What is an unsolicited consumer agreement and can I cancel it?
In Plain English
An unsolicited consumer agreement is basically an agreement you make with a salesperson who approached you without you asking them to, either in person somewhere other than their usual business place or over the phone. For example, if a salesperson knocks on your door and convinces you to sign up for a service, that's likely an unsolicited consumer agreement.
There are a few key things that make an agreement "unsolicited":
- It's for goods or services that you're buying.
- You and the salesperson talked about it either face-to-face (not at their business) or on the phone.
- You didn't invite the salesperson to contact you for this specific offer.
- The total cost is either not clear when you agree, or it's over $100 (or another amount set by regulations).
You generally have a cooling-off period where you can cancel the agreement.
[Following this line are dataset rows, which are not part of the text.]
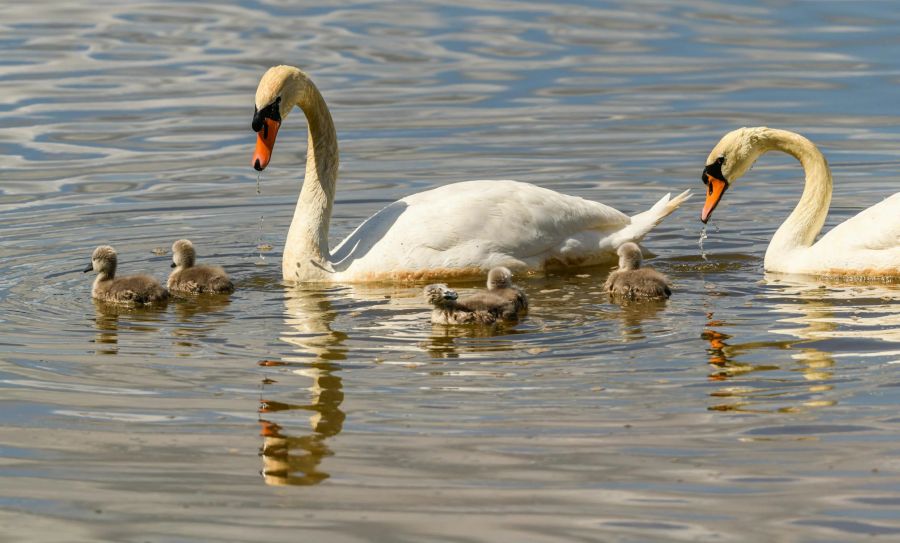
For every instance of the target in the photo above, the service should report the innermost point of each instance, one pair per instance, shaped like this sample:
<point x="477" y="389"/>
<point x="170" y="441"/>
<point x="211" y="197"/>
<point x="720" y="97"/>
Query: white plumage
<point x="866" y="246"/>
<point x="458" y="230"/>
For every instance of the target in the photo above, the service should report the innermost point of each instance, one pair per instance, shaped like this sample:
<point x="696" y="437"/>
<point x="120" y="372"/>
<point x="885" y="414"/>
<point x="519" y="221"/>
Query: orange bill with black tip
<point x="265" y="142"/>
<point x="715" y="188"/>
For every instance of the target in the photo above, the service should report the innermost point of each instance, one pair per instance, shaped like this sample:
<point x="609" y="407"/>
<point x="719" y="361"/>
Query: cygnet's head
<point x="439" y="292"/>
<point x="629" y="256"/>
<point x="499" y="277"/>
<point x="103" y="260"/>
<point x="183" y="254"/>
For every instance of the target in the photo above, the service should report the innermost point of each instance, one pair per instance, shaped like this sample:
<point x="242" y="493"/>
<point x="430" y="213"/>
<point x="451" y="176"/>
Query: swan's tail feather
<point x="647" y="220"/>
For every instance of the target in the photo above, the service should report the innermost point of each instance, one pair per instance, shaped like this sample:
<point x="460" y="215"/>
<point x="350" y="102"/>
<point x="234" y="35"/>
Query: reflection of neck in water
<point x="817" y="315"/>
<point x="294" y="460"/>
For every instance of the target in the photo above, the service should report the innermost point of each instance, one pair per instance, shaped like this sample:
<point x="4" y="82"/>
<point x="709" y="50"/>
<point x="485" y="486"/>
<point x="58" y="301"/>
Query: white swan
<point x="866" y="246"/>
<point x="458" y="230"/>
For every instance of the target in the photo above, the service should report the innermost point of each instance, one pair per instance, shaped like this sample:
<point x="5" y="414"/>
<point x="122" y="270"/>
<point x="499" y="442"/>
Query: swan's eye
<point x="271" y="111"/>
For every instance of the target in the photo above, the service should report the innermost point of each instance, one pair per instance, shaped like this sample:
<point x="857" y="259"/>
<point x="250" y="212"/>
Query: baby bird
<point x="132" y="289"/>
<point x="500" y="284"/>
<point x="631" y="282"/>
<point x="195" y="279"/>
<point x="502" y="301"/>
<point x="449" y="310"/>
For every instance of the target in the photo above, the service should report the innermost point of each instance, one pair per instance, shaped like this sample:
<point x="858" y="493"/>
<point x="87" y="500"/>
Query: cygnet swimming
<point x="448" y="309"/>
<point x="631" y="282"/>
<point x="195" y="279"/>
<point x="500" y="284"/>
<point x="131" y="289"/>
<point x="502" y="301"/>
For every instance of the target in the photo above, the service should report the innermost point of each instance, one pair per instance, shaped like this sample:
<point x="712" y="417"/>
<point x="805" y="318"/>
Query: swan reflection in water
<point x="292" y="456"/>
<point x="810" y="312"/>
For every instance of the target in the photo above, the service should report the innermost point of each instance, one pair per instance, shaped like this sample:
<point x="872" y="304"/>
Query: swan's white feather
<point x="467" y="228"/>
<point x="868" y="241"/>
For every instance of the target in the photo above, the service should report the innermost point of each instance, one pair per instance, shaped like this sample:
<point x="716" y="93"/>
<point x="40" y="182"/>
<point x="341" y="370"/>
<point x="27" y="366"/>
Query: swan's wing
<point x="510" y="215"/>
<point x="460" y="223"/>
<point x="874" y="229"/>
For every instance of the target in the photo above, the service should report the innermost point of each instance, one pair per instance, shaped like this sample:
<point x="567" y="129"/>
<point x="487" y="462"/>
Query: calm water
<point x="746" y="408"/>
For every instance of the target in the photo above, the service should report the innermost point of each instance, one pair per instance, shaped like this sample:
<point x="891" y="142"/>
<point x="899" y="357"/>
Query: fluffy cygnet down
<point x="502" y="301"/>
<point x="195" y="279"/>
<point x="631" y="282"/>
<point x="500" y="284"/>
<point x="131" y="289"/>
<point x="449" y="310"/>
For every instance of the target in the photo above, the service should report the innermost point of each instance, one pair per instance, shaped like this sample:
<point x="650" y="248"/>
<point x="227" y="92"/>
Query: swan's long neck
<point x="800" y="229"/>
<point x="307" y="241"/>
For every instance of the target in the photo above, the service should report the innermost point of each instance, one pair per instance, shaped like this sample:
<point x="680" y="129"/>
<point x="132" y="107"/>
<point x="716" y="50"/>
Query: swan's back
<point x="464" y="229"/>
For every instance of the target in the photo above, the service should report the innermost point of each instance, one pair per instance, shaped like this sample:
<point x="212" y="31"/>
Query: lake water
<point x="746" y="408"/>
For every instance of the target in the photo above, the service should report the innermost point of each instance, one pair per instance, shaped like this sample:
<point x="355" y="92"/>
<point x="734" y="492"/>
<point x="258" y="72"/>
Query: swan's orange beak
<point x="715" y="188"/>
<point x="265" y="141"/>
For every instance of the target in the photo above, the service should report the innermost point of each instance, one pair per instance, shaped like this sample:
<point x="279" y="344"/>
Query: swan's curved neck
<point x="800" y="229"/>
<point x="307" y="241"/>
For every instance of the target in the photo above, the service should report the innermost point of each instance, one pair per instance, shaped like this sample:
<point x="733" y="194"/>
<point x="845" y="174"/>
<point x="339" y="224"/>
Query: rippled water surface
<point x="748" y="407"/>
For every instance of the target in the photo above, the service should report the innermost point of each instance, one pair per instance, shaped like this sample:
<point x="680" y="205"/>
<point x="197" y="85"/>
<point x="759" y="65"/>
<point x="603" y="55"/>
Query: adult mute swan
<point x="458" y="230"/>
<point x="864" y="246"/>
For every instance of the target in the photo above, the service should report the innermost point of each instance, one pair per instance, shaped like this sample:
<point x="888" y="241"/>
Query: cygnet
<point x="193" y="279"/>
<point x="131" y="289"/>
<point x="631" y="282"/>
<point x="500" y="284"/>
<point x="448" y="309"/>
The length of this period depends on how the agreement was made and whether the salesperson followed all the rules. If they didn't follow the rules about things like permitted hours or telling you about your cancellation rights, you might have even longer to cancel.
Detailed Explanation
An "unsolicited consumer agreement" is defined in section 69 of the Competition and Consumer Act 2010. It is an agreement for the supply of goods or services to a consumer, made as a result of negotiations between a dealer and the consumer either in person at a place other than the supplier's business premises or by telephone. The consumer must not have invited the dealer to that place or to make the telephone call for the purpose of entering into negotiations relating to the supply of those goods or services. Additionally, the total price paid or payable by the consumer under the agreement must either be unascertainable at the time the agreement is made or, if ascertainable, more than $100 (or another amount prescribed by regulations).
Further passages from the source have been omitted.